Wireshark integration?

[vChavezB]

Currently I am using bumble to emulate embedded firmware and connect with other applications (Android, linux).

I was wondering if its possible to sniff on the packets sent/recieved by bumble Controllers connected to the same LocalLink and have a callback which I can use to send packets over wireshark.

My first hint is to use scapy to create a Wireshark sink. I also found this about the pcap structure for bluetooth https://www.tcpdump.org/linktypes/LINKTYPE_BLUETOOTH_LINUX_MONITOR.html.

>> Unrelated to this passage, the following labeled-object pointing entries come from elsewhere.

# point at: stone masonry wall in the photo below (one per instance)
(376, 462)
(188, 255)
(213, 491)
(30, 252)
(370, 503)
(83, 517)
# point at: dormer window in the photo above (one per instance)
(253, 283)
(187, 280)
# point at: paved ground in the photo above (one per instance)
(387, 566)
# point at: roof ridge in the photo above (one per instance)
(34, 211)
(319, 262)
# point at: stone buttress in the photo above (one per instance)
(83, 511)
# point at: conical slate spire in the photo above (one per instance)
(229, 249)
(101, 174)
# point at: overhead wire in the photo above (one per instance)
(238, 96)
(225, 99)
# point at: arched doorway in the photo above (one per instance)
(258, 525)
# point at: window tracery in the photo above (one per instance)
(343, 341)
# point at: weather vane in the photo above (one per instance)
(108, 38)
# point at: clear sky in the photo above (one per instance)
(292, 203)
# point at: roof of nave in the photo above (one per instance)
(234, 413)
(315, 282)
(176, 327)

I think it would be an interesting application to sniff the HCI packets that are already available through the bumble controllers.

[zxzxwu]

Android and Linux(BlueZ) have been supported by Wireshark. Doesn't that fit your use case?

AFAIK, this kind of captures is based on extcat. There is a similar work for Thread: https://github.com/openthread/pyspinel/blob/main/extcap_ot.py

[vChavezB]

I will check the link.

My use case involves capturing virtual traffic with custom applications that do not use Android emulator or BLuez.

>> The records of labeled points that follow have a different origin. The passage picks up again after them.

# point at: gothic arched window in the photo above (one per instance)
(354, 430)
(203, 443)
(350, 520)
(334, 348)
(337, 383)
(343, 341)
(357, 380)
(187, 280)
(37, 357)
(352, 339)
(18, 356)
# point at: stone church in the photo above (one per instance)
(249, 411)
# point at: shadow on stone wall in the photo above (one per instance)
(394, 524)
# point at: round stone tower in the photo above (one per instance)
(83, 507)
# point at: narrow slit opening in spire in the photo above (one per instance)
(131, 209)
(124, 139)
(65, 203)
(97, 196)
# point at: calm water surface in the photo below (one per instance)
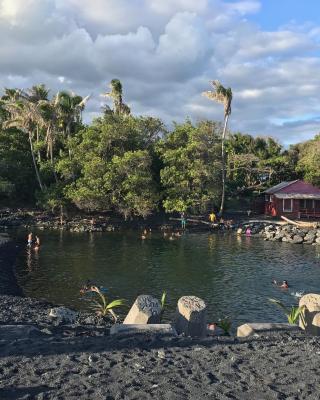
(233, 275)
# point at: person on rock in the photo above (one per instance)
(30, 239)
(37, 244)
(283, 285)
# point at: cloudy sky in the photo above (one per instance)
(166, 51)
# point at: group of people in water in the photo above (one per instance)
(35, 243)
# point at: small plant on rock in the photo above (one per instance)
(293, 313)
(163, 304)
(102, 307)
(225, 325)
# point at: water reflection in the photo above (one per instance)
(233, 274)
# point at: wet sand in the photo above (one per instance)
(43, 360)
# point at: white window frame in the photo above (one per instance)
(291, 205)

I have developed an experimental backend for the Bleak project with bumble. This allows me to develop a Bluetooth application with Bleak (Windows, MAC,Linux) which then can test without hardware. I use bumble as HCI Controller to communicate with an emulated embedded firmware that exposes its HCI Host over a socket. I connect both my bleak application and the MCU through bumble.

The objective in this case is to capture the virtual traffic that is transmitted over the TCP HCI Server (Bleak + Bumble) and TCP HCI Client (Zephyr RTOS emulated firmware).

[barbibulle]

Bumble has support for pluggable HCI traffic sniffers. There's currently just one builtin sniffer, that knows how to save sniffed traffic to a snoop file (compatible with the Android HCI snoop files, which Wireshark knows how to read).
See the Snooper class, which is the base interface for snoopers. Snoopers can be added programmatically by using the API, or automatically based on a user-set environment variable. With env var, snoopers are created by the create_snooper method, which will look at the "spec" and device which snooper should be instantiated.
If you wanted something that supports live injection (as opposed to saving the snooped traffic to a file), you could either
1/ extend the BtSnooper to support more I/O models (only file is supported currently), or
2/ create a new Snooper subclass.

[vChavezB]

Thanks, just as an experiment I did a small test.

I added my extcap application in Wireshark.

And when I start the extcap interface I listen over a port to packets from a Bumble Device with a custom Snooper. The snooper sends them to the extcap interface and then writes them in PCAP Format (LINKTYPE_BLUETOOTH_HCI_H4_WITH_PHDR) to Wireshark.